Robotic Isolation of Jamaican Lion #2 and Jamaican Lion-Yellow DNA from fan leave stems. Barcoded robotic DNA purification greatly reduces the potential of sample swaps.

 


June 14,2018

More youPCR screening for Type II plants was performed. Both candidates are positive for a functional CBDAS gene. Concern over Botrytis infections polluting the shotgun assembly was raised. Plant is also negative for Botrytis according to MGC youPCR Botrytis assays.

Two StrainSEEK V2 libraries were made to sequence and check for heterozygosity. These will be sequenced on an Illumina MiSeq and uploaded to Kannapedia.net.

We initiated discussions with various Massachusetts growers to house and propagate the selected plant and to consider starting a tissue culture repository. This would make the first Cannabis genome reference that reflects a living plant where a researcher could acquire a cutting or a seed of the plant. This is very important for building a scientific reference standard. It is a critical resource for projects looking to utilize RNA interference as a pest control strategy. It is critical for any CRISPR/Cas9 projects looking to design targets for capture. It is also critical to ensure others can reproduce this work.

 


June 15,2018

DNA samples for JL#2 and JL-yellow were prepared for Agilent SureSelect Capture.

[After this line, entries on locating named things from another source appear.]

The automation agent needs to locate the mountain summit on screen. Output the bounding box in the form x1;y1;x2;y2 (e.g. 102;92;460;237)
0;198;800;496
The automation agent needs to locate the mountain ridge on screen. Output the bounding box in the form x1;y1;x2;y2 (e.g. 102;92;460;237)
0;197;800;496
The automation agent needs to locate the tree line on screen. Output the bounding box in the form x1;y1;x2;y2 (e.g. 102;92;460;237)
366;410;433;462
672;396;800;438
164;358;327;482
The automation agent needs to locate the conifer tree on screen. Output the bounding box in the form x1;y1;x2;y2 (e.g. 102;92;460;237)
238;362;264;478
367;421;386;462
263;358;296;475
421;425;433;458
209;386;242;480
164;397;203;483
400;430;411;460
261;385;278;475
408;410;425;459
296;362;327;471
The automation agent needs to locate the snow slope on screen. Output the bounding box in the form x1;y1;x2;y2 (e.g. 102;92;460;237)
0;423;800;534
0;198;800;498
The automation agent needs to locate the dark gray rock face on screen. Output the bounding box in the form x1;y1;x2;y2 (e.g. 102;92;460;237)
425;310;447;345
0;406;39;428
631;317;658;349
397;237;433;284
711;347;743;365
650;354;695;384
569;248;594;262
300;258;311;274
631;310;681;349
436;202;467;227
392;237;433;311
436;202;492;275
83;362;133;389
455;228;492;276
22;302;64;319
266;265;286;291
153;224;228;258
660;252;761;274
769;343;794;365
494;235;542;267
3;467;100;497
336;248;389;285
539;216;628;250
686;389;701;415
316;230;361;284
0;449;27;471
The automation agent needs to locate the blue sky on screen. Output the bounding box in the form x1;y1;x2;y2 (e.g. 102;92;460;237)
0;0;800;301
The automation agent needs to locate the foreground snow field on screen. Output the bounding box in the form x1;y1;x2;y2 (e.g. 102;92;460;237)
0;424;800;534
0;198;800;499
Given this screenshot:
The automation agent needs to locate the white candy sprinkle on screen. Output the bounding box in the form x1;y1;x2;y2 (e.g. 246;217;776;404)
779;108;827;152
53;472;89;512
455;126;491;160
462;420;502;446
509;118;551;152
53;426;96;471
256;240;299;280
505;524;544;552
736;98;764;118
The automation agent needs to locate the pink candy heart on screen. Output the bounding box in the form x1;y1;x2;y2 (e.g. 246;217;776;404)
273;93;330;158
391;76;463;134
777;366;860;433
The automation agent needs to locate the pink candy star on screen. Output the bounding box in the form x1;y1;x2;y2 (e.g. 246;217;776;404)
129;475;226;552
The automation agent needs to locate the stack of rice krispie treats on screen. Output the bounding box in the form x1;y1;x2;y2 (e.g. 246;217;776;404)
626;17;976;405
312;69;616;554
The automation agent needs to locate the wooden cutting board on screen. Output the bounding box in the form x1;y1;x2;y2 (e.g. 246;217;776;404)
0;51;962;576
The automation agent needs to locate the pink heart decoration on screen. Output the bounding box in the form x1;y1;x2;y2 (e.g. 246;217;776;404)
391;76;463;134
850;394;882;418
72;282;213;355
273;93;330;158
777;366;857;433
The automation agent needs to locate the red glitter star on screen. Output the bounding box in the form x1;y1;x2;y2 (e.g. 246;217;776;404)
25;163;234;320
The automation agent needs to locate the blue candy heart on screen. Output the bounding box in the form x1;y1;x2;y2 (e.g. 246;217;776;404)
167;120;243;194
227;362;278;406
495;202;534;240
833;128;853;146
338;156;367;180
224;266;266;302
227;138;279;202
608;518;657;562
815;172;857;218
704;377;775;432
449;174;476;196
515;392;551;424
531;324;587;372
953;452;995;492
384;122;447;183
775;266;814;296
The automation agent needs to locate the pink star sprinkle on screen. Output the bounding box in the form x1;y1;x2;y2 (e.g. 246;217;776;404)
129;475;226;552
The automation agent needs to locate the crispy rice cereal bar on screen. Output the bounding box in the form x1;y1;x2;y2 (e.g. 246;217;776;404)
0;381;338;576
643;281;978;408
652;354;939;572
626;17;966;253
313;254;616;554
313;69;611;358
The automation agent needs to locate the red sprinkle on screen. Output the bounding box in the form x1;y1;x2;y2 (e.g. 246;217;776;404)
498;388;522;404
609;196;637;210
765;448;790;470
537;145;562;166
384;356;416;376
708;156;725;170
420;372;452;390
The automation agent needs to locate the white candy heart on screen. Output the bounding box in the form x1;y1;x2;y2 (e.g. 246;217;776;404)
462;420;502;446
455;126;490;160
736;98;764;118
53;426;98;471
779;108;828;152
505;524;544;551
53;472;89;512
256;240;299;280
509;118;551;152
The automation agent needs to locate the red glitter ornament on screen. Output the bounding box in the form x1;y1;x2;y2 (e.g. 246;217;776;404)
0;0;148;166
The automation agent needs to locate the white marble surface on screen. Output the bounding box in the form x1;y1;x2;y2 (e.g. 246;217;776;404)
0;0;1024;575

Caught up with DASH team members on the project.


June 18th, 2018

StrainSEEK Hybridization Capture ran from Sunday to Monday. Given these 2 samples pass QC, it will graduate to a MiSeq run on the 19th. Sequence data should be processed by end of week.

Medium Molecular weight DNA purifications will be performed with JL-Yellow.


June 19th, 2018

StrainSEEK V2s were loaded on MiSeqs for 2x150bp reads. A high quality run is underway.


June 20, 2018

Reads from 2 candidate Jamaican Lions captured by NEB Ultra FS kit and Agilent SureSelect and mapped with CLC v9.0.1 to canSat3 at 95% Length fraction ad 97% similarity fraction.

 

 


June 21, 2018

Raw sequencing reads from ILMN MiSeqs

DASH Blockchain Hash for RSP11075

DASH Blockchain Hash for RSP11076

More HMW weight DNA being prepped for Sequencing with Pacific Biosciences.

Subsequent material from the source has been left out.